Which brings us back to me and where I am today.  The path I thought I was setting out on in 2007 changed under my feet, and I never had a chance to reassess it until I was working full time.  Ironically, my terminal position at Tulane is actually what gave me the freedom to see things with greater clarity.  Had I managed to get a tenure-track job straight out of grad school, I’d now be coming up on a third-year review and a sabbatical that would be spent working up a book for publication.  Maybe I’d be happy with that, but my prospects would still be more limited than I’d expected, and my only chance for advancement would rest in my ability to conduct research that enjoys a global audience of about fifty.  More likely than not I would have convinced myself to forge ahead in the hope that things would get better–all while doubting they really would.  As a number of friends have recently told me, the tenure-track these days feels more like a tenure-trap.

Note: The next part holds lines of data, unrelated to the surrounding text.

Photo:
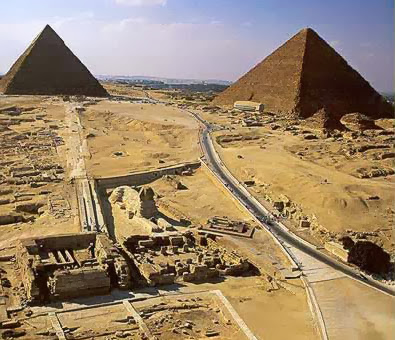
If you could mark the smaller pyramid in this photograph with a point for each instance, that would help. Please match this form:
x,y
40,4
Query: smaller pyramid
x,y
48,67
307,79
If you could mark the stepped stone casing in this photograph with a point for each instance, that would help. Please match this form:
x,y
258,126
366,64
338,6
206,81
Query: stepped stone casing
x,y
48,67
306,78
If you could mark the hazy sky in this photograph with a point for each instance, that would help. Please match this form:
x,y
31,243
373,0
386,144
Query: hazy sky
x,y
217,39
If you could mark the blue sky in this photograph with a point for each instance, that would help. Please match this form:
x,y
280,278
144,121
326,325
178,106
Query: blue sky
x,y
201,39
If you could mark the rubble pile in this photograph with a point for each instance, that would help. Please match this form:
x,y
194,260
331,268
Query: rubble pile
x,y
164,259
29,167
369,257
65,266
292,81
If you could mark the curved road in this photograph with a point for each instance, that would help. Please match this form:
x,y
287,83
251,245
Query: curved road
x,y
279,231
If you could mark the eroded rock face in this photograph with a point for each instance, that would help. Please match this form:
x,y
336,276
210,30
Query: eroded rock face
x,y
356,122
137,203
370,257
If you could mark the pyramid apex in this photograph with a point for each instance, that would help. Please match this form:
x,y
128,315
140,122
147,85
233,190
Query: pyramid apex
x,y
307,30
48,28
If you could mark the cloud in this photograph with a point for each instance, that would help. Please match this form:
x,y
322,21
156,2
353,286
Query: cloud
x,y
246,24
141,3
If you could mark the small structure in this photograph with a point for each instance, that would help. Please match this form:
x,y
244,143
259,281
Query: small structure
x,y
337,250
66,266
248,106
165,259
223,225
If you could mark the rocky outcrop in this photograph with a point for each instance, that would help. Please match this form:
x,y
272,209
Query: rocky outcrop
x,y
370,257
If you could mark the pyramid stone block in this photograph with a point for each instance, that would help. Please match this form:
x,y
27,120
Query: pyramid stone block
x,y
307,78
48,67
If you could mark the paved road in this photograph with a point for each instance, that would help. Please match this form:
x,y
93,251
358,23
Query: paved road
x,y
279,231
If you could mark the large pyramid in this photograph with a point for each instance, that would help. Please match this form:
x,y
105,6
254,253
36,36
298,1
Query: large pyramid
x,y
306,78
48,67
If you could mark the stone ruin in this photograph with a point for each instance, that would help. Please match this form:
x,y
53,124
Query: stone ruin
x,y
224,225
67,266
293,82
165,259
139,204
48,67
367,255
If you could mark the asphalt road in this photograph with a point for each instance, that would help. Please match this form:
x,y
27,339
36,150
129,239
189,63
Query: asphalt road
x,y
274,228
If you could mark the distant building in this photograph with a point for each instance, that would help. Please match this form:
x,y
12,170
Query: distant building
x,y
248,106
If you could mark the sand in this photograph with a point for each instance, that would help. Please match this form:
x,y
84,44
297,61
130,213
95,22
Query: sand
x,y
369,316
137,137
321,176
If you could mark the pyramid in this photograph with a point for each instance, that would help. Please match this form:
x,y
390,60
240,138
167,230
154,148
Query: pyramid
x,y
307,78
48,67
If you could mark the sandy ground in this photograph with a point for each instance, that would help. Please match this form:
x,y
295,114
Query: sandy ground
x,y
42,114
263,312
133,137
370,314
316,176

And the process of looking beyond academia has undoubtedly had its upsides.  It’s forced me to learn new tricks, to become more resourceful, to develop a greater comfort with the unknown.  I’m a more flexible person than I was two years ago, and that’s something that couldn’t have happened if I’d kept my eyes fixed on the professoriate.  And let’s be honest: nobody really knows what the future holds.  A friend who’s spent the last decade in consulting just landed a position at a university–and here I am trying to move in the opposite direction.  For all we know we might switch places again.

So May 2nd–the last day of classes–might be goodbye.  But it also might not.  There are now countless paths to the career I originally envisioned, and the majority involve a stint outside the Ivory Tower.  Who knows?  By stepping away at this juncture I might actually increase the odds of that I end up in university administration–or I might find something even more attractive and decide to never look back.  Only time will tell.

But nostalgia is only healthy in small doses.  At some point you have to turn and focus on the challenges that lie ahead, and seize on whatever opportunities present themselves.  Ready or not, that hour is fast approaching.  It’s time to get to work.